Thursday, February 15, 2007

More on Toy Fair

Yesterday I was talking about Toy Fair, and how the potential, with any particular Toy Fair, San Diego Comic Convention, or this year and hopefully never again, New York Comic Con, exists for companies to come out with a professional figure that wrecks the plans of a customizer. There might suddenly be a factory-made version of the character you did, or perhaps the perfect base might be released.

I’ve been customizing for a while, and the one thing I’ve learned is that the Perfect Base is always bested as our hobby develops, as articulation and sculpt evolve. I horded ToyBiz Wrestlers riding motorcycles because they were 6 inches tall, had ball-jointed hips, and were clearanced at $3… it was an amazing convergence! But only amazing for 2001, it turned out, because a year later Marvel Legends hit. All that said, I don’t see anything at Toy Fair that makes my bases obsolete. Wasp, Psylocke, Captain Marvel, and Luke Cage were released in 2006, and make a great set of utility bases.

Which leads to an interesting situation. 2007 is a continuation of well-established trends, as super-articulated lines continue or blossom (like Mattel’s DCSH and the Indie line), so the pool of compatible bases grows and grows. I’ve recently started customizing again, and I’ve found I’m more productive than I ever was in past attempts. A large part of this is because I have such a full selection of bases to choose from, all in the right scale and style.

For instance, I just finished a late-nineties Phoenix, from a ML15 Spider-Woman base. The work went really fast, because Spider-Woman has nearly all the right colors for the custom, and the costume only has one engineering bit.


Phoenix, the, uh, 6 month gap costume? I'll show this in greater detail once it's finalized, but it came together at a dizzying pace that kind of surprised me.

To contrast, my last major customizing burst happened in 2003 something?

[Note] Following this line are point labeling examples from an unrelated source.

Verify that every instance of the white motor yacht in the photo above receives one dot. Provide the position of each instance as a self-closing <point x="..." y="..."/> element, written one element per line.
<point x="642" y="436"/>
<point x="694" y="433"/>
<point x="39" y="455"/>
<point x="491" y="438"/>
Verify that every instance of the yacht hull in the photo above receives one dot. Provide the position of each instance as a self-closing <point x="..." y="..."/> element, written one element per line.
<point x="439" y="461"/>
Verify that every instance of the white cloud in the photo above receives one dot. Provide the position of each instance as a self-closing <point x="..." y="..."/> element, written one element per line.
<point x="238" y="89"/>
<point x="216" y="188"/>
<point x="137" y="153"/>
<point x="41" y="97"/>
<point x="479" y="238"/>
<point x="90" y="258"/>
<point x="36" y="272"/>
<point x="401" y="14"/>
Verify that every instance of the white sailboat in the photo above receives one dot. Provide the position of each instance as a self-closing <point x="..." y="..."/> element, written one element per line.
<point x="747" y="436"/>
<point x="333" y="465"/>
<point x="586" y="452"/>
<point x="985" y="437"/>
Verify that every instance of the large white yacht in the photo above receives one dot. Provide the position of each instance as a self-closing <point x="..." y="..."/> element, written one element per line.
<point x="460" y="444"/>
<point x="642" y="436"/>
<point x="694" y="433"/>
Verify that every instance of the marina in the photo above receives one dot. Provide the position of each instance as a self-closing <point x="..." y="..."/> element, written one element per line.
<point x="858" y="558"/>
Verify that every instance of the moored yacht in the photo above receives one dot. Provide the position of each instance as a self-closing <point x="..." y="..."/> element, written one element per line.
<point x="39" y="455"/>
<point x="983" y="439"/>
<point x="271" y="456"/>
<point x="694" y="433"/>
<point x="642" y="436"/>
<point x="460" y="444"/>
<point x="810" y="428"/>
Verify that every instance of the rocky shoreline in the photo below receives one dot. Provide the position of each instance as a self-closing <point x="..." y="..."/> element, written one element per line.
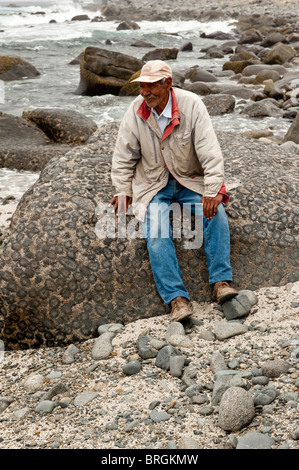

Electra, the first Marvel Legends female, had just been released as the shortpack in her assortment. At the same time, Doubledealer did this Frank Quietly Emma Frost from a Spider-Man figure. A plastic sex change! Think of the possibilities! I went out and got a bunch of, uh some kind of Spider-Man, he had light-up eyes, and a really femmy build. I cut off the torso just above the ab crunch (difficult proposition) and grafted on a female upper torso and shoulders… I used a few ToyBiz Bride of Venom figures that had been clearanced once. Rejoin the arms, add a ball-joint head, and I had a passable female. But all that work to get to a vanilla body! I get the same results today by ripping off Psylocke’s sash.

Anyway, the trend in figures seems to be sliding back from 6 inches to 5 inches. Maybe the three lines of 6-inch articulated superheroes will stay, and maybe Hasbro is looking for an excuse to kill it. But right now is an incredible time to customize. I'm used to having to grind off all this detail, and swap parts all over the place. Now that I'm working again, I’m really amazed at the speed at which my ideas take form!